Tages-Anzeiger vom 22. November 2006 

Häusliche Gewalt ist nicht auf Männer beschränkt. In mindestens zehn Prozent der
angezeigten Fälle sind Frauen die Täterinnen. Dies geht aus einem Bericht der
bernischen Gleichstellungskommission hervor.

Die bisherigen Forschungen zum Thema basierten fast ausnahmslos auf den tradierten
Rollenbildern: Mann als Täter, Frau als Opfer. Dass dies so nicht immer stimmt, belegen
Polizeistatistiken mehrerer Kantone (BE, SG, AR, ZH), auf die sich der Bericht stützt.

Es geht nicht ums Wallholz
Bisher werde über Gewalt von Frauen vorwiegend gewitzelt, wie sie ihren Pantoffelhelden
mit erhobenem Wallholz in Empfang nehmen. Dieses Bild sei nicht hilfreich. Männer
müssten vielmehr lernen, ihre Opfererfahrung zu akzeptieren und darüber zu sprechen,
fordert die Kommission. Dafür brauche es auch eine Bestandesaufnahme der Beratungsund
Hilfsangebote.
Neuere Untersuchungen zeigen laut Bericht, dass Väter und Mütter etwa zu gleichen
Teilen Gewalt gegen Kinder ausüben. Allerdings lasse sich das Ausmass von
Gewaltausübung durch Väter und Mütter nicht direkt vergleichen, solange nicht beide zu
gleichen Teilen Zeit und Verantwortung für ihre Kinder aufbrächten.

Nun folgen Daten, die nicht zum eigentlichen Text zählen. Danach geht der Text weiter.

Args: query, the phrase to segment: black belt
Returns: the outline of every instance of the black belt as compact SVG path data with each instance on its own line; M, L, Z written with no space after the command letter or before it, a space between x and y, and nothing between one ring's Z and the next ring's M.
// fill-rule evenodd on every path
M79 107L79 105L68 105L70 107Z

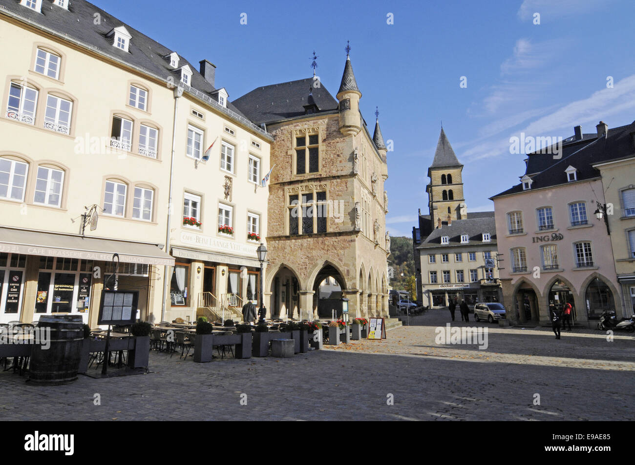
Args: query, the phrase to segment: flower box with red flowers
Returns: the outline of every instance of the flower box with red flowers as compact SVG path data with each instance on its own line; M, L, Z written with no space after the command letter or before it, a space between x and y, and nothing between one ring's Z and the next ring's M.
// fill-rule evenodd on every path
M183 224L186 226L194 226L196 228L200 228L201 225L203 225L203 223L198 221L196 218L190 218L189 216L183 217Z

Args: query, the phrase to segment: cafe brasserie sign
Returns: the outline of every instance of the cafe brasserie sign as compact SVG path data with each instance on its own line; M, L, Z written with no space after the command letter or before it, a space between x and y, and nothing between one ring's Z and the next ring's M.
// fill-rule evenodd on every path
M536 242L549 242L552 240L562 240L565 239L565 236L562 234L559 234L558 233L552 233L550 236L547 234L544 236L536 236L535 237L531 238L531 242L536 244Z

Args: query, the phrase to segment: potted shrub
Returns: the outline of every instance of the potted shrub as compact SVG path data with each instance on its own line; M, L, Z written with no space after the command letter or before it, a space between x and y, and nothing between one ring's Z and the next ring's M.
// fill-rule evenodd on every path
M316 350L321 349L324 344L322 324L316 321L307 324L309 325L309 346Z
M194 362L204 363L211 362L214 346L211 332L213 326L206 321L196 324L196 339L194 341Z
M267 357L269 355L269 329L267 325L256 325L251 343L253 357Z
M328 345L337 346L340 343L340 324L332 321L328 324Z
M236 358L249 358L251 357L251 325L236 325L236 333L241 336L242 342L236 346Z
M128 351L128 366L130 368L148 367L152 328L152 325L145 321L130 326L130 333L135 336L135 349Z
M365 318L356 318L353 320L351 328L352 330L351 339L354 341L359 341L362 339L362 330L365 329L368 324L368 321Z

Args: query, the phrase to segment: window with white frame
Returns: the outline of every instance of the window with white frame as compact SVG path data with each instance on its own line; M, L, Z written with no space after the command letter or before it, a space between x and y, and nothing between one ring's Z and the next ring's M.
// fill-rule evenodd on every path
M575 265L578 268L593 266L591 242L577 242L575 247Z
M234 208L225 204L218 204L218 227L229 226L232 227L232 216Z
M106 181L104 193L104 213L114 216L123 216L126 210L126 193L128 186L116 181Z
M72 109L72 102L50 94L46 97L44 127L62 134L70 133Z
M132 121L120 116L112 117L110 145L130 151L132 145Z
M510 234L520 234L523 232L523 213L519 211L507 213L507 226Z
M42 0L21 0L20 4L41 13Z
M28 172L26 163L0 158L0 199L22 202Z
M128 103L131 107L145 110L148 100L148 91L136 86L130 86L130 96Z
M220 145L220 169L234 173L234 151L233 145L230 145L227 142L223 142Z
M624 207L624 216L635 216L635 188L622 191L622 203Z
M37 179L33 203L59 207L62 202L62 186L64 172L60 169L37 167Z
M553 213L551 207L544 207L537 210L538 213L538 229L540 231L554 228Z
M32 88L11 82L7 103L7 117L27 124L34 124L38 93Z
M157 139L159 131L145 124L139 126L139 154L150 158L157 157Z
M571 225L582 226L588 224L587 218L587 206L584 202L576 202L569 204L569 213L571 214Z
M152 219L152 199L154 191L145 187L135 187L135 198L132 202L132 218L146 221Z
M524 247L512 249L512 270L514 273L527 271L527 256Z
M60 62L62 58L50 51L37 49L36 55L36 72L54 79L59 79Z
M260 216L247 213L247 239L259 240L260 235Z
M203 156L203 132L193 126L187 127L187 156L200 160Z
M558 263L558 247L554 244L549 244L540 247L540 256L542 258L543 270L558 270L560 265Z
M260 160L253 155L249 155L249 180L258 183L260 176Z
M198 228L201 223L201 196L185 192L183 199L183 224Z

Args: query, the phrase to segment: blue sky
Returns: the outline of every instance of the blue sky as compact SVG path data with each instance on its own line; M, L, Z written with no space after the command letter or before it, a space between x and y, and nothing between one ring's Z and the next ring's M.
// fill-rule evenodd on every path
M410 236L417 209L427 213L441 121L476 211L493 209L488 197L524 172L510 137L566 138L578 124L594 133L600 120L610 128L635 120L633 0L94 3L190 62L215 64L230 101L311 76L314 49L334 95L350 40L362 113L372 132L378 106L384 139L394 141L391 235Z

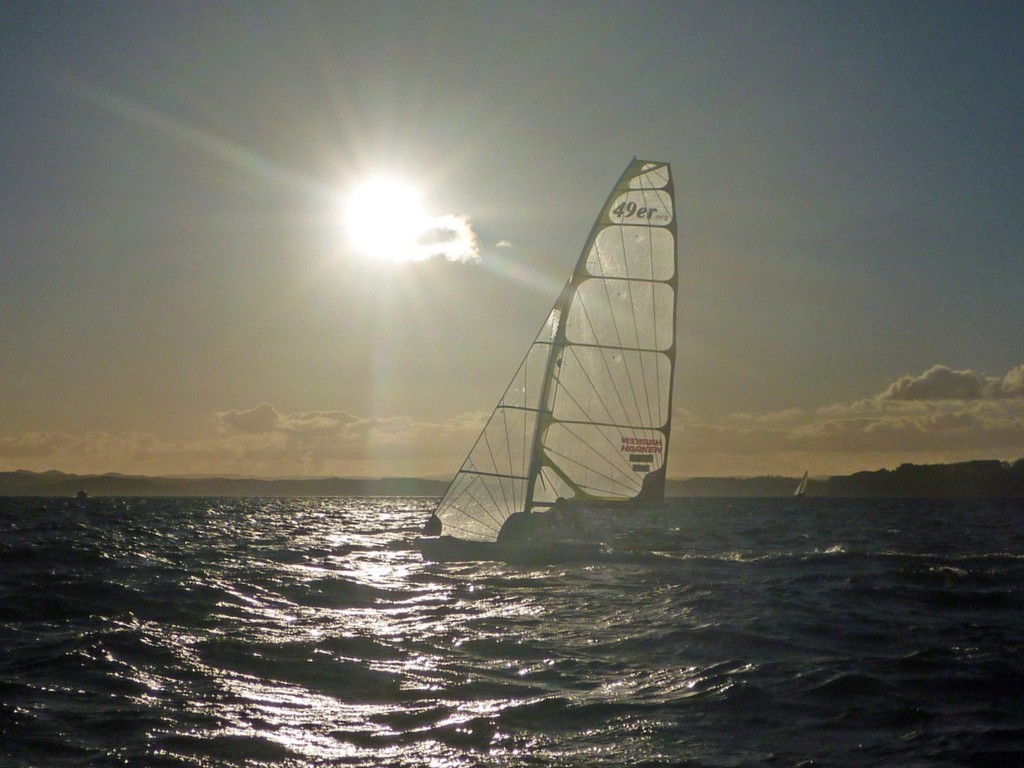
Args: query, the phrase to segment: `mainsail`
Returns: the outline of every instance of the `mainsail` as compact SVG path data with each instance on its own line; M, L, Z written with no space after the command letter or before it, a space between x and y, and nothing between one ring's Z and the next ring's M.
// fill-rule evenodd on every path
M493 542L558 499L660 501L676 352L668 163L633 160L435 515Z

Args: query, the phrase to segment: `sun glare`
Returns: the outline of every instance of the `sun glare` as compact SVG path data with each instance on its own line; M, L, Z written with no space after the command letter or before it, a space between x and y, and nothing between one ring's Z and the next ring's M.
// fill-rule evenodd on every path
M423 258L419 239L430 228L430 217L419 191L388 178L366 181L345 201L345 229L360 253L382 261Z

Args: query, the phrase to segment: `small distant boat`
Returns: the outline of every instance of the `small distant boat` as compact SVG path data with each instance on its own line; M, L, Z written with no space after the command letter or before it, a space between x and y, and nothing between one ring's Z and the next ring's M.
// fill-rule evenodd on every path
M794 496L804 496L807 494L807 472L804 472L804 476L800 478L800 483L797 485L797 489L793 492Z
M634 159L417 539L424 558L586 559L601 547L581 511L664 501L677 283L672 172Z

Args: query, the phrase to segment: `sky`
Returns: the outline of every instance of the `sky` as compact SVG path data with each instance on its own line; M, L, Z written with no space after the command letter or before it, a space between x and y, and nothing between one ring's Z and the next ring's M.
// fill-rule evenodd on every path
M0 470L452 476L634 156L670 477L1024 457L1024 5L15 0L0 72Z

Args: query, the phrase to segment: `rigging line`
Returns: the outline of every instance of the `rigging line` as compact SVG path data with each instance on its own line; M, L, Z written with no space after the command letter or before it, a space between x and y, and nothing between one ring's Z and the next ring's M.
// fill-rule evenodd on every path
M487 519L483 520L476 515L470 514L468 507L456 506L456 509L466 517L470 517L471 519L480 523L481 525L486 525L493 529L500 528L502 523L504 522L504 518L496 516L494 512L490 511L495 509L501 510L501 507L495 500L494 495L490 493L490 483L482 479L482 477L480 477L480 473L474 473L474 474L476 475L476 477L473 480L467 482L463 486L457 504L460 503L465 504L467 501L472 502L486 513ZM479 487L480 485L482 485L483 489L486 492L487 499L485 501L492 502L489 507L483 501L481 501L481 497L477 495L473 489L474 487Z
M583 444L585 444L588 447L590 447L592 450L592 452L595 455L597 455L597 450L594 449L592 445L590 445L580 435L573 433L571 430L566 430L566 431L568 431L580 442L582 442ZM589 464L584 464L581 460L573 459L571 456L569 456L567 454L564 454L564 453L561 453L561 452L557 452L557 451L553 451L553 450L550 451L550 454L551 454L551 456L552 456L553 459L557 458L557 459L561 460L561 462L556 463L556 466L564 466L564 464L573 465L573 466L575 466L578 468L583 469L584 473L586 473L586 474L596 475L597 477L599 477L599 478L601 478L603 480L606 480L610 485L613 485L613 486L620 487L620 488L626 488L630 493L636 493L641 487L640 483L635 483L635 484L634 483L627 483L627 482L624 482L621 479L616 479L616 477L613 476L612 474L609 474L609 472L614 472L617 475L617 477L620 477L620 478L633 476L632 471L627 471L626 468L616 466L607 457L598 456L598 458L603 459L604 463L608 466L608 470L601 471L601 470L597 469L595 466L592 466L592 465L589 465ZM627 465L627 466L629 466L629 465ZM577 484L581 484L583 482L583 478L581 478L580 480L577 480L575 482L577 482ZM592 487L592 486L593 486L593 482L588 483L588 487ZM603 489L606 490L607 493L611 492L611 487L610 486L607 487L607 488L603 488Z
M484 431L484 433L486 433L487 429L484 428L483 431ZM500 468L499 467L499 462L495 459L495 453L494 453L494 450L490 446L490 438L489 437L484 437L484 441L486 442L486 445L487 445L487 458L490 460L490 466L495 467L496 469L499 469ZM508 501L509 500L508 500L508 496L505 493L505 486L504 486L503 483L501 483L501 482L497 483L498 484L498 489L497 489L498 493L497 494L496 494L495 489L493 488L493 485L495 483L489 483L489 482L483 481L482 484L483 484L483 487L487 492L487 496L490 498L490 501L493 502L494 508L499 509L499 510L501 510L501 509L508 509L509 508L508 507ZM499 496L501 497L500 500L498 498Z
M607 294L607 288L606 287L605 287L605 293ZM579 298L579 296L580 296L580 294L577 294L578 298ZM584 319L586 319L586 322L587 322L587 326L590 328L591 336L594 338L595 341L597 341L598 340L597 329L594 326L593 319L591 318L590 311L589 311L589 309L587 307L587 304L583 300L580 300L578 302L578 305L580 307L580 311L583 313ZM610 306L610 302L609 302L609 306ZM616 335L616 340L620 343L622 343L622 338L621 338L621 335L618 334L618 330L617 329L615 329L615 335ZM575 346L587 346L587 347L590 347L590 348L594 348L594 347L601 348L600 344L586 344L586 345L579 344L578 345L578 344L574 344L574 343L570 343L567 346L572 346L572 347L575 347ZM618 348L618 349L623 349L623 350L629 349L629 347L608 347L608 348L610 348L610 349ZM586 366L583 365L583 358L580 357L580 355L577 354L574 351L573 351L572 354L573 354L573 357L575 358L575 360L578 362L580 362L580 369L581 369L581 371L584 372L586 381L590 385L591 390L593 390L593 392L595 394L597 394L598 401L604 408L605 413L607 413L610 416L611 415L611 409L608 407L608 402L605 400L604 396L602 395L601 389L594 384L594 379L591 376L590 371L587 369ZM607 376L607 380L611 382L611 390L612 390L612 392L615 395L615 399L618 401L620 411L623 414L628 414L629 413L629 409L626 406L626 399L628 399L628 398L626 398L626 397L623 396L623 392L621 391L620 384L618 384L618 381L617 381L618 377L615 377L615 376L612 375L611 367L609 366L608 359L607 359L607 357L605 357L604 354L598 354L598 357L599 357L601 364L603 364L603 366L604 366L605 373L608 375ZM632 382L630 382L628 379L627 379L627 383L632 386ZM628 394L633 394L633 393L632 392L628 392ZM638 403L638 401L636 399L636 396L634 395L632 397L632 399L633 399L633 404L636 408L636 412L639 414L639 403ZM581 411L583 411L584 413L587 413L586 409L581 408Z
M502 523L505 522L505 518L500 517L499 515L496 515L495 512L493 511L493 510L499 510L500 511L501 507L498 507L497 505L493 504L488 508L488 506L486 505L487 501L494 502L494 496L492 495L490 488L489 488L490 483L480 481L480 482L478 482L476 484L477 485L483 485L483 488L487 492L487 495L486 495L487 498L486 499L484 499L484 500L481 501L481 497L477 496L473 492L472 486L467 486L467 488L466 488L466 490L465 490L465 493L464 493L464 495L463 495L462 498L463 499L468 499L469 501L473 502L473 504L475 504L477 507L479 507L480 510L482 510L483 512L485 512L486 513L486 520L481 519L480 517L477 517L474 514L471 514L468 508L460 508L459 511L462 512L462 514L464 516L470 518L471 520L474 520L475 522L478 522L480 525L484 525L487 528L489 528L490 530L498 531L498 530L501 529Z
M646 202L646 199L644 200L644 202ZM618 251L622 254L623 271L627 275L627 279L625 281L626 282L625 290L626 290L626 292L627 292L627 294L629 296L630 311L631 311L631 313L633 315L633 324L632 324L632 326L633 326L632 327L632 332L633 332L632 336L633 336L633 338L631 339L631 341L633 342L633 344L632 344L631 347L627 347L626 346L627 342L625 342L623 340L623 333L622 333L623 329L620 327L618 314L616 312L614 312L614 311L611 312L611 321L612 321L612 326L614 327L614 330L615 330L615 339L616 339L616 341L623 346L624 349L627 349L627 348L629 348L629 349L636 349L636 348L639 348L639 346L640 346L639 323L637 321L636 295L635 295L635 292L634 292L634 285L635 285L636 282L634 280L632 280L632 275L630 275L630 273L629 273L630 260L629 260L629 258L627 256L627 250L628 249L626 247L626 232L627 231L633 231L633 227L627 228L627 225L625 225L625 224L620 224L618 225L618 232L617 232L618 233L618 241L620 241L618 242L618 246L620 246L618 247ZM612 300L611 300L610 284L605 284L604 288L605 288L605 296L608 299L609 306L613 307L614 304L612 303ZM609 373L610 373L610 371L609 371ZM630 372L630 367L629 366L626 367L626 379L627 379L627 382L629 383L629 393L632 395L633 404L636 408L637 414L639 414L640 413L640 400L639 400L639 397L637 396L636 382L633 381L633 375ZM648 404L648 410L649 410L649 404Z
M640 198L643 201L644 205L646 205L648 203L648 191L649 190L647 190L647 189L643 189L643 188L640 189ZM655 200L657 199L656 193L654 194L654 198L655 198ZM648 233L647 233L647 238L646 238L646 242L647 242L647 262L650 265L650 273L651 274L654 274L654 241L650 237L650 231L649 230L651 230L654 227L647 227ZM625 234L624 234L624 238L625 238ZM648 296L650 297L650 309L651 309L651 311L654 314L654 328L655 328L655 331L656 331L656 329L657 329L657 307L656 307L656 304L655 304L655 302L656 302L655 290L654 290L653 285L651 285L651 284L647 284L645 287L649 288ZM634 284L634 283L631 283L630 286L629 286L630 306L631 306L631 308L633 310L633 330L634 330L634 334L635 334L635 337L636 337L636 346L639 347L640 346L640 318L639 318L639 316L637 314L636 291L639 291L639 286L636 285L636 284ZM630 385L631 385L631 387L634 388L634 391L635 391L636 387L635 387L635 384L633 382L633 375L630 373L630 369L629 368L627 368L627 372L626 373L627 373L627 376L630 377ZM643 395L644 395L645 411L647 413L648 418L650 418L650 416L651 416L651 407L650 407L650 390L648 388L648 381L649 381L649 377L647 376L646 366L644 365L644 357L643 357L643 355L640 355L640 382L643 385ZM639 408L639 402L637 403L637 408Z
M591 377L590 372L587 370L587 367L583 364L582 358L580 357L579 354L577 354L575 350L568 350L568 351L571 352L572 358L580 366L580 370L584 374L584 381L586 381L590 385L591 394L594 395L597 398L597 404L600 406L602 409L604 409L604 415L608 419L613 419L614 417L612 416L611 409L608 408L608 403L605 401L605 398L602 396L600 389L595 385L594 380ZM563 358L563 360L564 360L564 358ZM607 370L607 366L605 366L605 369ZM609 371L609 374L610 374L610 371ZM609 378L610 378L610 376L609 376ZM569 390L569 388L561 384L561 379L558 379L558 383L560 385L559 389L565 392L565 396L568 397L569 400L572 402L572 404L577 407L577 410L583 416L589 417L589 423L592 423L592 424L602 423L602 422L597 422L597 421L595 421L593 419L593 415L594 415L594 409L593 408L590 408L590 409L585 408L583 406L583 403L577 398L577 396ZM623 404L622 397L620 397L618 400L620 400L620 404L622 406ZM622 413L624 415L626 414L625 406L623 407ZM554 418L553 415L552 415L552 418ZM629 419L628 416L626 416L625 418ZM560 424L566 423L565 421L563 421L561 419L555 419L555 421L557 421ZM571 422L572 420L568 420L568 421ZM584 422L584 423L587 423L587 422ZM629 424L626 424L626 425L616 425L616 424L611 423L611 422L608 422L607 425L608 426L629 426Z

Ungleiche Rollenverteilung
Die kantonale Fachstelle für Gleichstellung schlägt in ihrem Bericht vor, die mit häuslicher
Gewalt konfrontierten Berufsgruppen für den Umgang mit männlichen Gewaltopfern und
weiblichen Täterinnen zu sensibilisieren. Beim Kinderschutz sei der Gewalt von Frauen
mehr Beachtung zu schenken.
Ursache dieser Gewalt sei vielfach eine Überforderung durch Kinder, die schreien, trotzen
oder hyperaktiv sind. Hier müsse der Zusammenhang zwischen ungleicher
Rollenverteilung und Gewalt in der Familie sichtbar gemacht und angegangen werden.
Zusätzliche Massnahmen dürften aber keinesfalls zu Lasten weiblicher Gewaltopfer
gehen, erklärt die Kommission. Diese Angebote dürften nicht gekürzt werden.